Outputs from the farm also include mangroves, connecting the farm to UAE decarbonization efforts. Also, waste substrate is used as an amendment to sandy field farms outside of Dubai and Abu Dhabi. This model exemplifies a self-sustaining ecosystem approach to vertical farming that contributes to local decarbonization efforts while achieving near-zero external water usage.
3. Integration of Vertical Farming into Urban Planning
The visionary integration of vertical farming into urban master planning posits a future where these farms are seamlessly woven into the urban landscape, enhancing food security, environmental sustainability, and community welfare.
By incorporating vertical farms into residential and commercial developments, this approach not only optimizes land use but also redefines the relationship between urban populations and their food sources. Projects such as the LCK initiative in Singapore, NEOM in Saudi Arabia, and the Bronx armory redevelopment in the U.S. illustrate the potential of integrating vertical farming into the broader context of architecture, planning, and real estate development.
Conclusion
Although the current downturn presents a daunting picture, it’s essential to recognize the resilient foundation and innovative strides that underpin vertical farming. Today’s challenges represent obstacles within the broader narrative of an indispensable agricultural shift.

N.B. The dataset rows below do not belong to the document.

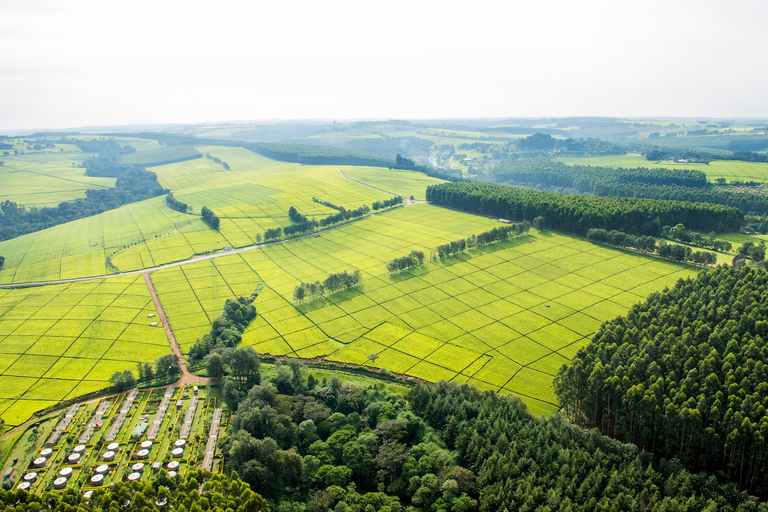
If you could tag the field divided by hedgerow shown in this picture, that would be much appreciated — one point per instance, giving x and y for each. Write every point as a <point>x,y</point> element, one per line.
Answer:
<point>504,317</point>
<point>404,183</point>
<point>62,341</point>
<point>253,196</point>
<point>46,179</point>
<point>728,169</point>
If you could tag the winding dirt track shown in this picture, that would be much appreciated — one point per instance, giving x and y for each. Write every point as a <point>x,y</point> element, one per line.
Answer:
<point>187,377</point>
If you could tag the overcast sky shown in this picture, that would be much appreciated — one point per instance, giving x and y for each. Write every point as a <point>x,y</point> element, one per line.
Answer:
<point>80,63</point>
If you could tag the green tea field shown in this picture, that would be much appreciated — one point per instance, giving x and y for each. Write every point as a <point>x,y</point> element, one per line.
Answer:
<point>62,341</point>
<point>253,196</point>
<point>503,318</point>
<point>46,179</point>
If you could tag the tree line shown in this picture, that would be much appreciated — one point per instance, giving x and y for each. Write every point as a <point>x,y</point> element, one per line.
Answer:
<point>414,259</point>
<point>499,234</point>
<point>311,225</point>
<point>295,216</point>
<point>331,284</point>
<point>667,184</point>
<point>386,203</point>
<point>583,178</point>
<point>226,330</point>
<point>684,375</point>
<point>340,446</point>
<point>681,234</point>
<point>240,366</point>
<point>577,213</point>
<point>166,367</point>
<point>175,204</point>
<point>409,165</point>
<point>648,244</point>
<point>133,184</point>
<point>312,154</point>
<point>329,204</point>
<point>211,218</point>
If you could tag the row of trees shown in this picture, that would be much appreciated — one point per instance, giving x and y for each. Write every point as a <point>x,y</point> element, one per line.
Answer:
<point>747,203</point>
<point>498,234</point>
<point>666,184</point>
<point>175,204</point>
<point>544,143</point>
<point>312,154</point>
<point>226,330</point>
<point>684,375</point>
<point>414,259</point>
<point>307,225</point>
<point>211,218</point>
<point>386,203</point>
<point>648,244</point>
<point>331,284</point>
<point>295,216</point>
<point>329,204</point>
<point>550,173</point>
<point>133,184</point>
<point>577,213</point>
<point>240,364</point>
<point>681,234</point>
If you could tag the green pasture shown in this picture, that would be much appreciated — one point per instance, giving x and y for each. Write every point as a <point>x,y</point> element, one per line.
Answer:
<point>253,196</point>
<point>61,341</point>
<point>46,179</point>
<point>160,154</point>
<point>504,318</point>
<point>728,169</point>
<point>404,183</point>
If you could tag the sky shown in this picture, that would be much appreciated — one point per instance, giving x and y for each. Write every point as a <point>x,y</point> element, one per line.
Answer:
<point>94,63</point>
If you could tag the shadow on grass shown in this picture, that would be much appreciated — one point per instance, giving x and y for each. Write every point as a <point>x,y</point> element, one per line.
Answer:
<point>309,305</point>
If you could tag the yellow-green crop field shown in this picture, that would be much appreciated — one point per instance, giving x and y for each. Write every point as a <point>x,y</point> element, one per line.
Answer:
<point>504,318</point>
<point>46,179</point>
<point>62,341</point>
<point>253,196</point>
<point>728,169</point>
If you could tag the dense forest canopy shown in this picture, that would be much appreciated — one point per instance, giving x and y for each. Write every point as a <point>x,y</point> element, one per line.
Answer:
<point>576,213</point>
<point>684,375</point>
<point>667,184</point>
<point>334,445</point>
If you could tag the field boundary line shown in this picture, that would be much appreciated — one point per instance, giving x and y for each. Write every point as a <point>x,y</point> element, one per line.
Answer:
<point>187,377</point>
<point>194,259</point>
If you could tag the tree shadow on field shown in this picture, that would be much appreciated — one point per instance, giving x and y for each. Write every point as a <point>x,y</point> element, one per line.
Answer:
<point>404,275</point>
<point>309,305</point>
<point>508,244</point>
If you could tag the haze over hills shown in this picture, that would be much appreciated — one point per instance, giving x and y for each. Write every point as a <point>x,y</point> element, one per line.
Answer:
<point>321,258</point>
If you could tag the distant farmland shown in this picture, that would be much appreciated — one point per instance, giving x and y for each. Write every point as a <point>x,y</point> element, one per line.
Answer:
<point>503,318</point>
<point>62,341</point>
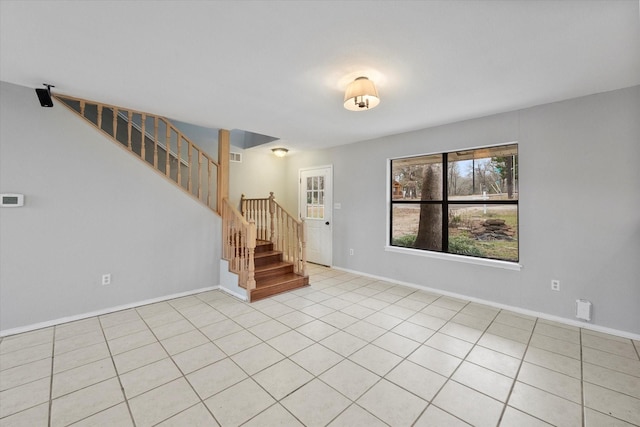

With robust fundamental drivers and a wave of innovative developments on the horizon, vertical farming is on the brink of a resurgence.
This sector not only anticipates a rebound but envisions a dynamic future where agriculture is more efficient and intricately integrated into our urban existence. As we persevere through these trials, it’s important to remember that the journey toward revolutionizing agriculture and securing our food future is fraught with challenges, yet it is within these challenges that the most significant innovations emerge. The journey of vertical farming is far from concluded; it stands on the threshold of its next significant advancement.
Editor’s note: Henry Gordon-Smith is the founder and CEO of Agritecture, an advisory services and technology firm focused on urban and controlled environment agriculture.